Effect of shear-thinning behavior on interface renewal in partially filled single rotor mixing

Abstract

The mixing process is often used not only to homogenize the materials, but also to bring out better functions by mixing different materials. In the mixing process involving chemical reactions, it is also important to quickly remove the by-products of the reaction. In this study, a flow field around a single rotor rotating in a partially filled chamber was numerically simulated using a 3D model to examine the interface renewal characteristics of highly viscous fluids. The fluids examined were glycerin, which is Newtonian fluid, and aqueous solution of carboxymethylcellulose (CMC), which is Non-Newtonian fluid. A three-wing rotor was chosen as the mixing rotor. The evaluation of interface renewal was performed using history particles. Also, the flow states were classified into rotational, shear, and extensional flows using the Flow number to analyze the flow field. The velocity distribution obtained by the simulation was in good agreement with the experimental results under the same geometry and conditions.

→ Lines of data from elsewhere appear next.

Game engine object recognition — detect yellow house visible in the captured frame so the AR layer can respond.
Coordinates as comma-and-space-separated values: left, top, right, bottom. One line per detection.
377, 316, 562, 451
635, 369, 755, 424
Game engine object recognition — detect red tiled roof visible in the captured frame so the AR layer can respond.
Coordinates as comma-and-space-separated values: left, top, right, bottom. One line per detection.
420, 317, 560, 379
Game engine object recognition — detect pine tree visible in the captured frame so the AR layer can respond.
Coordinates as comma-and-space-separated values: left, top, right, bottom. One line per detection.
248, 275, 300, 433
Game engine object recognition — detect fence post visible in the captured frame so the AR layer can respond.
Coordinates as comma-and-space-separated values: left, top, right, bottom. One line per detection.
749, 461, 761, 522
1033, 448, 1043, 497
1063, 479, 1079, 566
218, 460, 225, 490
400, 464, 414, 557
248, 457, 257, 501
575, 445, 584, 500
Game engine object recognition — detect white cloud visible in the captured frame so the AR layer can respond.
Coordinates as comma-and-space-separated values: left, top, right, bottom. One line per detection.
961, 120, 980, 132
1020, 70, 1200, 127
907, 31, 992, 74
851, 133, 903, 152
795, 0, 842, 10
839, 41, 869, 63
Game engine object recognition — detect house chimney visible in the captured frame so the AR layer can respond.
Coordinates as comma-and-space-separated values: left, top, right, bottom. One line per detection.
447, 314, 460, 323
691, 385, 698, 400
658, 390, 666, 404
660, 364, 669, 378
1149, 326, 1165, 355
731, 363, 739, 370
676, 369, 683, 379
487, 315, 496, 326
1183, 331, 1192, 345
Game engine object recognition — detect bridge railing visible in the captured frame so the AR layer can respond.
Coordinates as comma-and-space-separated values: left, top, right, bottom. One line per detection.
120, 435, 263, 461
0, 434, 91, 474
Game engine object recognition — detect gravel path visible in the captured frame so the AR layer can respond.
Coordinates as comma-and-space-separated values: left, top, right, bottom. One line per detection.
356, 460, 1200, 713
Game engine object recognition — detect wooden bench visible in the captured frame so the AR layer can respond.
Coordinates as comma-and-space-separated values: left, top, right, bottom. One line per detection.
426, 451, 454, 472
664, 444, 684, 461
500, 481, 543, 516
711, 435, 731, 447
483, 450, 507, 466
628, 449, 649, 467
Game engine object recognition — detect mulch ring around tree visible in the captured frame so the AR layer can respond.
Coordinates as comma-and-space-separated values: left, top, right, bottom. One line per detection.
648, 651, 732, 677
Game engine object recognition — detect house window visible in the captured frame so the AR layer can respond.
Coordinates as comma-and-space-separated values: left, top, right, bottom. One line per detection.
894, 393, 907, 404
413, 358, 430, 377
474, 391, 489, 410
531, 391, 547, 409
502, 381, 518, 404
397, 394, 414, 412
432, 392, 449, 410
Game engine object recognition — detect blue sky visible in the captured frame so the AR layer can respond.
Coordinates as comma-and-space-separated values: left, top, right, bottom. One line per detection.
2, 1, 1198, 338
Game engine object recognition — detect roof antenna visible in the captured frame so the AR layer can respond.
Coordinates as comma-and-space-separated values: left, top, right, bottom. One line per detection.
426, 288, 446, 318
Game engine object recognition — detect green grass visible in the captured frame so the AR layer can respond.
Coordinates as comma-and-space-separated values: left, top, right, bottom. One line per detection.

For distributive mixing and interface renewal, CMC results were superior to glycerin. Flow number-based evaluations showed similar flow conditions around a single rotor, regardless of the physical properties of the test fluid. However, in the case of glycerin, fluid mixing between adjacent spaces separated by the rotor wing was suppressed and interface renewals were reduced. This is because, compared to CMC, glycerin does not have a decrease in viscosity due to shear-thinning properties, and the flow rate passing through the rotor tip is relatively small. It was also shown that there was a positive correlation between the flow rate passing through the tip part of the rotor and the interface renewal, regardless of the characteristics of the mixing fluids.